Thomas Bach got it right on the eve of his election as the 9th president of the International Olympic Committee
"The raison d'être of the IOC is to be a governing body of sport," said the 59-year-old German lawyer and gold medal fencer.
He nailed it.
The IOC exists not to save the world but to be the guardian of sport. Bach will face huge issues
in the coming weeks and months including the potentially explosive controversy that Russia's legislated intolerance towards homosexuals
might cause during the Winter Games in Sochi. But there is a much bigger threat to the long term health of the Olympic movement.
Cheating on the fields of play is once again rampant and Bach must escalate the campaign against doping in sport. Not only that, he's got to see that the war is won. At stake is the relevance of the Olympics themselves.
Increasingly people find themselves mistrusting the veracity of what goes on at the Games. The revelations surrounding cyclist Lance Armstrong and more recently high profile Jamaican and American sprinters have caused the doubters to come out in full force and with good reason. If the most visible athletes are tainted then the supposition, accurate or not, is that everyone else must be as well.Taking a stand
Where there's smoke there's fire, or so goes the prevailing sentiment.
Canada's lone athlete on the IOC has been aware of all this from the get go. "As you know anti-doping is something I am every involved in," said Beckie Scott from Buenos Aires. "And we are at a critical juncture with this movement."
Scott, after all, should know.
She's battled long and hard to make sure that the fight against doping isn't pushed to the back burner. She won cross-country bronze in 2002 in Salt Lake City but when it was found that the Russian skiers who finished ahead of her, Olga Danilova and Larissa Lazutina had used Darbepoetin, a performance enhancing drug, the bronze medal rightfully became gold.

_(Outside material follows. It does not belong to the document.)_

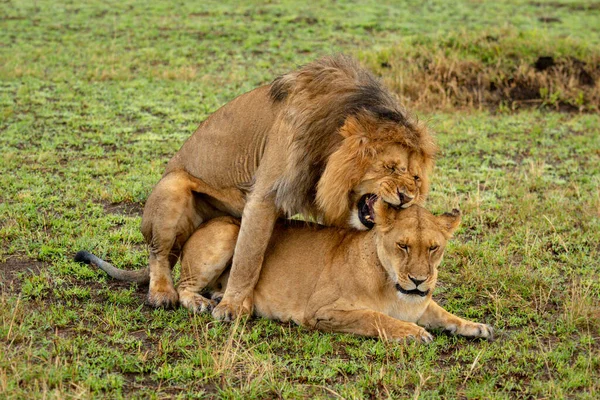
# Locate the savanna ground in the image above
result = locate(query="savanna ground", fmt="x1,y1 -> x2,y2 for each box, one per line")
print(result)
0,0 -> 600,399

The sadness is it took two-and-a-half years and a Herculean struggle through the International Court of Arbitration for Sport for Scott and her supporters to make it happen. As her eight-year term on the IOC Athlete's Commission draws to a close, Scott is urging the new president to step up to the plate when it comes to doping.
"It is critical the IOC, led by its president, takes a strong stand and works pro-actively with its partners and stakeholders to continue to gain ground in the fight against doping," Scott argued.
There's some reason to believe Thomas Bach may be the right person to lead the charge.
Firstly, he's an athlete and the only IOC president in history to have won a gold medal which he did in team fencing at the Montreal Olympics in 1976. Presumably he understands that the scourge of an uneven playing field where cheaters prosper is abhorrent to the athlete's sensibility.
Secondly, he's a lawyer, a senior administrator at the Court of Arbitration for Sport, and has been the chairman of the IOC's Sport and Law Commission since 2002 when Beckie Scott first began the fight. It stands to reason that Bach values playing by the rules and has a disdain for dopers and their accomplices who perpetrate sport's criminal acts.
But, he has to bring the legion of interested parties together. Bach, as head of the IOC, has the most at stake and it's in his best interest, as well as the Games, to get the many other sports governing bodies to understand the bottom line of Olympic survival.
Even if a significant minority is convinced one high performance sport is dirty then too many people are willing to believe all high performance sport is dirty.
"The efforts cannot be grounded by infighting, conflict and personal agendas," Scott concluded. "They must continue to be co-operative, united and led by a vision of a better world for sport."
Thomas Bach's mandate is clear as he begins his tenure at the helm of the world's most influential sports franchise and arguably most recognizable brand. The stark reality is he's got to get it right.
He would do well to focus less on the business aspects of marketing the Olympics as an entertainment property or a platform for political statements. The Olympics are not, as outgoing president Jacques Rogge has noted on many occasions, "a panacea for the ills of the world."
They are, however, meant to be the pinnacle of sport and human athletic achievement governed by an honourable set of ideals.
Thomas Bach's biggest challenge will be to prove that what happens at the Olympics, and in all of high performance sport, is real and that it still has meaning and value.